|
|
Agent-based models are comprised of multiple, interacting agents situated within a model or simulation environment (see subsection 8.2.3.2 for clarification of what may be considered as an agent). A relationship between agents is specified, linking agents to other agents and/or other entities within a system. Relationships may be specified in a variety of ways, from simply reactive (i.e. agents only perform actions when triggered to do so by some external stimulus, such as the actions of another agent), to goal-directed (i.e. seeking a particular goal). The behavior of agents can be scheduled to take place synchronously (i.e. every agent performs actions at each discrete time step), or asynchronously (i.e. agent actions are scheduled by the actions of other agents, and/or with reference to a clock).

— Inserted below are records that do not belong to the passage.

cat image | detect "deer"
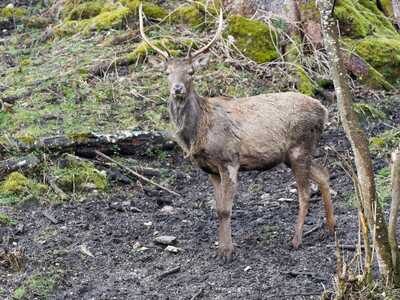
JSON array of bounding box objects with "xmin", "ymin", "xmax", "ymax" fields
[{"xmin": 139, "ymin": 5, "xmax": 335, "ymax": 262}]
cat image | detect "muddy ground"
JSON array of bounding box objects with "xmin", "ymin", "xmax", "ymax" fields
[{"xmin": 1, "ymin": 98, "xmax": 400, "ymax": 300}]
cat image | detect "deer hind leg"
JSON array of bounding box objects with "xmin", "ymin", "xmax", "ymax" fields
[
  {"xmin": 310, "ymin": 162, "xmax": 335, "ymax": 233},
  {"xmin": 213, "ymin": 164, "xmax": 239, "ymax": 263},
  {"xmin": 289, "ymin": 146, "xmax": 311, "ymax": 249}
]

Environments define the space in which agents operate, serving to support their interaction with the environment and other agents. Agents within an environment may be spatially explicit, meaning they have a location in geometrical space, although the agent itself may be static. For example, within a building evacuation model agents would be required to have a specific location for them to assess their exit strategy. Conversely, agents within an environment may be spatially implicit; meaning their location within the environment is irrelevant. For instance, a model of a computer network does not necessarily require each computer to know the physical location of other computers within the network.
In a modeling context, agent-based models can be used as experimental media for running and observing agent-based simulations. To this extent, they can be thought of as a miniature laboratory, where the attributes and behavior of agents, and the environment in which they are set, can be altered and the repercussions observed over the course of multiple simulation runs. Enabling the ability to simulate individual actions of many diverse agents and to measure the resulting system behavior and outcomes over time (e.g. changes in patterns of pedestrian emergency egress), means that agent-based models can be useful tools for studying processes that operate at multiple scales and organizational levels. In particular, the roots of ABM are within the simulation of social behavior and individual decision-making.

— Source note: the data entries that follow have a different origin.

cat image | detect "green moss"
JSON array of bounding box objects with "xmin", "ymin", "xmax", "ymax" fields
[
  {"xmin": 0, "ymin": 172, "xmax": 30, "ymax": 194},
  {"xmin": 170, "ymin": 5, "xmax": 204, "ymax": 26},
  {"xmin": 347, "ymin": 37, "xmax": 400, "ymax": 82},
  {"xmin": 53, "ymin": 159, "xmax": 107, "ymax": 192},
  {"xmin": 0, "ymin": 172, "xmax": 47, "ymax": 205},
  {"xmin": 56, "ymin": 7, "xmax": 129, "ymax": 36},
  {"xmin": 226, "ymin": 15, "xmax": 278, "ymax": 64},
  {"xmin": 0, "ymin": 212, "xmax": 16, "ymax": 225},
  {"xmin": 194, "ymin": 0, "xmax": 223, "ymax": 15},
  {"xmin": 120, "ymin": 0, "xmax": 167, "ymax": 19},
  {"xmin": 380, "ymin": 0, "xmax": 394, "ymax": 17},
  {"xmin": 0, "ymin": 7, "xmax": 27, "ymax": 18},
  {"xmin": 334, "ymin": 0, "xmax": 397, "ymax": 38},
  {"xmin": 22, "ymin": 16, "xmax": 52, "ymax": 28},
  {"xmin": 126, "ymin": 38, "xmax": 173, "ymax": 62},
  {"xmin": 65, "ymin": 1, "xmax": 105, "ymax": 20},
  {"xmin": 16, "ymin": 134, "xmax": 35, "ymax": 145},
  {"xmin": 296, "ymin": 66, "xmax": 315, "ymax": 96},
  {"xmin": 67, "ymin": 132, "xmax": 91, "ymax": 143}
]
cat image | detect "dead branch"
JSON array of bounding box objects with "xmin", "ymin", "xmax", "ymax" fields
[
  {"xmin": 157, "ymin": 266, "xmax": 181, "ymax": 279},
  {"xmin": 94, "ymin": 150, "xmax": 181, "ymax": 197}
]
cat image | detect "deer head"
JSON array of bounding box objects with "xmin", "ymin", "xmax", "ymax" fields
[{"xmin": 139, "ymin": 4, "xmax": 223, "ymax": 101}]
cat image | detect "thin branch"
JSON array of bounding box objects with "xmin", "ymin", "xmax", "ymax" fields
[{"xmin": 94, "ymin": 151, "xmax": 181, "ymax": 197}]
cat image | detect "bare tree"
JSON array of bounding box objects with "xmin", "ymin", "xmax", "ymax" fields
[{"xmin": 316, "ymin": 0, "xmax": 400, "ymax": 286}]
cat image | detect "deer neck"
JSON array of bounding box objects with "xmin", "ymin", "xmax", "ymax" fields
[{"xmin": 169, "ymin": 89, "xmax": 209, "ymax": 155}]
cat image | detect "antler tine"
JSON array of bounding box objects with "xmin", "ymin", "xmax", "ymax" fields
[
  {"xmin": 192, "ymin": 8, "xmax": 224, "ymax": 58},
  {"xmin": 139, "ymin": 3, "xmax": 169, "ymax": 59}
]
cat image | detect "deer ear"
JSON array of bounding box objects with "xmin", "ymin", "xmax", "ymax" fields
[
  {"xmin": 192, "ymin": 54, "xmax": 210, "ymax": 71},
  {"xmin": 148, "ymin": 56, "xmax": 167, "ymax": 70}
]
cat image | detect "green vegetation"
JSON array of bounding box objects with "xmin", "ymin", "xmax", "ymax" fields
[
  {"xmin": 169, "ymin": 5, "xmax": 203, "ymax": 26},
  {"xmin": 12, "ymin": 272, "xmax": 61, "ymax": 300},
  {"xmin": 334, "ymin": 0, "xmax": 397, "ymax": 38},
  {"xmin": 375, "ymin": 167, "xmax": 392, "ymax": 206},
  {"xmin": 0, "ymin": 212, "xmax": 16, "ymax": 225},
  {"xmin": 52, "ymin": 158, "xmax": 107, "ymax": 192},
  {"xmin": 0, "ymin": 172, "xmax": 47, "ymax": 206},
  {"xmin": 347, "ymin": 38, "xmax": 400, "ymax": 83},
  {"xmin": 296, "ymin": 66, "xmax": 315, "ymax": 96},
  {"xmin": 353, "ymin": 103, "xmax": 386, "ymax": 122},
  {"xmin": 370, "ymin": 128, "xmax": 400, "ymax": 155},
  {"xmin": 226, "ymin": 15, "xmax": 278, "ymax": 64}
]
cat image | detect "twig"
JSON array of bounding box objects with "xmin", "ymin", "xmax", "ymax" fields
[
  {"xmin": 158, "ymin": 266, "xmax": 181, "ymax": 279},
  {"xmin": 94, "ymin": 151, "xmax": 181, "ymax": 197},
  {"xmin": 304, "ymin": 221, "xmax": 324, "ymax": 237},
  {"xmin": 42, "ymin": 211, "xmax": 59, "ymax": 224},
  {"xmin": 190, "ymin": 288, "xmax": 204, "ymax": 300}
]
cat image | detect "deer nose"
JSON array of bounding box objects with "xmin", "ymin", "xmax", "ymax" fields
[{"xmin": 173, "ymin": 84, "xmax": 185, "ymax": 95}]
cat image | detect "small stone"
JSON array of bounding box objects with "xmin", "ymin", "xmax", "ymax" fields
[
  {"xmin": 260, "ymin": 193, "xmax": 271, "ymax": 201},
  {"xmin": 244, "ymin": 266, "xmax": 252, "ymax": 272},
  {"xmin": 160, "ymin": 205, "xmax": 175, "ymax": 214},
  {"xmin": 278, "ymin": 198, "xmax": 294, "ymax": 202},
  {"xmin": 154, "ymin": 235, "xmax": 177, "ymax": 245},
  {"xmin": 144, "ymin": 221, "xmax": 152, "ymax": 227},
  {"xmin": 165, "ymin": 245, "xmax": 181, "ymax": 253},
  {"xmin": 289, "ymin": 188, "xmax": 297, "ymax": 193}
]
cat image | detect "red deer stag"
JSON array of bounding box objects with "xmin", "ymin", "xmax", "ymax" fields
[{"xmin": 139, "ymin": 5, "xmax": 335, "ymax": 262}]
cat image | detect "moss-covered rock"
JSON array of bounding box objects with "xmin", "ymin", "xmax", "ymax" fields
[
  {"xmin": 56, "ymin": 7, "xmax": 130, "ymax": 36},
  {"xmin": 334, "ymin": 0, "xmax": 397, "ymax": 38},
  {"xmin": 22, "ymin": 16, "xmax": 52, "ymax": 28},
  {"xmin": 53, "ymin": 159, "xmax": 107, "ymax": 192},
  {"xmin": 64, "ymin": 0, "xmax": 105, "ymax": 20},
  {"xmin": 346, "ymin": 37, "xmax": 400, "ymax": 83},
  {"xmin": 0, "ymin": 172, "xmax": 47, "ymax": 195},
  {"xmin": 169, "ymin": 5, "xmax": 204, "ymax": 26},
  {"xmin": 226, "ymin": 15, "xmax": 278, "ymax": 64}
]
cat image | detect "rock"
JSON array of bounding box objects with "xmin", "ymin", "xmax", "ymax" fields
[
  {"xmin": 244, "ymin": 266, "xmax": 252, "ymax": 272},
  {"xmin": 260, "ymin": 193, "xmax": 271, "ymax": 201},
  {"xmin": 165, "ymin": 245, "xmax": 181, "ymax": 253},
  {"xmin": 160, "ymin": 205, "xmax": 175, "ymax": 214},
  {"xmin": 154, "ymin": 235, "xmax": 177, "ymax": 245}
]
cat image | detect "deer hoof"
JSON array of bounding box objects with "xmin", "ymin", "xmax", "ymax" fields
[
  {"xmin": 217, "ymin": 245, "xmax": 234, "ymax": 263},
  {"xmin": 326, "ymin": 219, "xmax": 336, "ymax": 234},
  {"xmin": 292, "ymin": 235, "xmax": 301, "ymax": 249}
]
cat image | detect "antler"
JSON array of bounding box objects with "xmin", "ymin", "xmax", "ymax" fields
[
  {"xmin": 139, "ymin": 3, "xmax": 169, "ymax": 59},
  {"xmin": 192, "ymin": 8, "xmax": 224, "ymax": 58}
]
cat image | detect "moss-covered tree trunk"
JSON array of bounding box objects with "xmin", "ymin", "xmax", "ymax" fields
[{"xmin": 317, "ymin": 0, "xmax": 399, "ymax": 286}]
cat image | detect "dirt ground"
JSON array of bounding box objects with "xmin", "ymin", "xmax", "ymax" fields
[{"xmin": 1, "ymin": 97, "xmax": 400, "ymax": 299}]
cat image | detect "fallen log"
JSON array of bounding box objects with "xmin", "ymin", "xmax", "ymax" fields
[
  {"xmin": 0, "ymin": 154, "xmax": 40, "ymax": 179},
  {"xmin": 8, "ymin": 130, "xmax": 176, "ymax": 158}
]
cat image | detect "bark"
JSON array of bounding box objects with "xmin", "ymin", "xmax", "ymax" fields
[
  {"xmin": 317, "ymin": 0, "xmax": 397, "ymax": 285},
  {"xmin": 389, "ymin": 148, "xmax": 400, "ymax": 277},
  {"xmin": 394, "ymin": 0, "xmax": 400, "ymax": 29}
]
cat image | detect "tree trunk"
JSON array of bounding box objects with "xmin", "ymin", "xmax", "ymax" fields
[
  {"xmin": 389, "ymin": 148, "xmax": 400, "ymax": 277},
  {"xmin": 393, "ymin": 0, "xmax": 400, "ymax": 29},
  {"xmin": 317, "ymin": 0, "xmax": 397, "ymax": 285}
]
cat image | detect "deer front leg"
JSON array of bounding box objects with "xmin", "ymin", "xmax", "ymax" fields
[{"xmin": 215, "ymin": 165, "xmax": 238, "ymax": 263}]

The acronym ABM will be used henceforth, but a caveat is required. There are various alternative terms (and their acronyms) applied in the literature to what, for all intent and purpose, is essentially ABM. Examples include: Agent-Based Computational Modeling, (ABCM), Agent-Based Social Simulation (ABSS), Agent Based Computation Simulation (ABCS), Agent-Based Modeling and Simulation (ABMS) and Individual-Based Modeling (IBM). Multi-Agent Systems (MAS) is another very popular term which is often, confusingly, used interchangeably to describe agent-based models. The field of MAS is a well established applied branch of Artificial Intelligence (AI), and although ABM has strong roots in the field of AI, agent-based models are not limited to the design and understanding of artificial agents. Impetus to develop MAS was spawned from problems encountered in the implementation of tasks on distributed computational units interacting with one another and with the external environment (Distributed Artificial Intelligence, DAI). The term MAS is more commonly applied outside the social sciences, for example, by computer scientists in relation to agent-oriented software development. Therefore, the MAS field can be characterized as the study of societies of artificial autonomous agents, while the ABM field can be typified as the study of artificial societies of autonomous agents. These two fields differ in more substantial ways than just their formalism (i.e. logic and AI based in the MAS domain, and mathematically based in the social science domain). However, this will not be considered here (see Conte et al., 1998 for a more detailed treatment).
More importantly, the term agent has connotations beyond ABM. For instance, agents found within agent-based models are different from mobile agent systems, which are light-weight software proxies that perform various functions for users and to some extent can behave autonomously. ABM is not the same as object-oriented simulation, although the object-oriented paradigm provides a suitable medium for the development of agent-based models. For this reason, ABM systems are invariably object-oriented.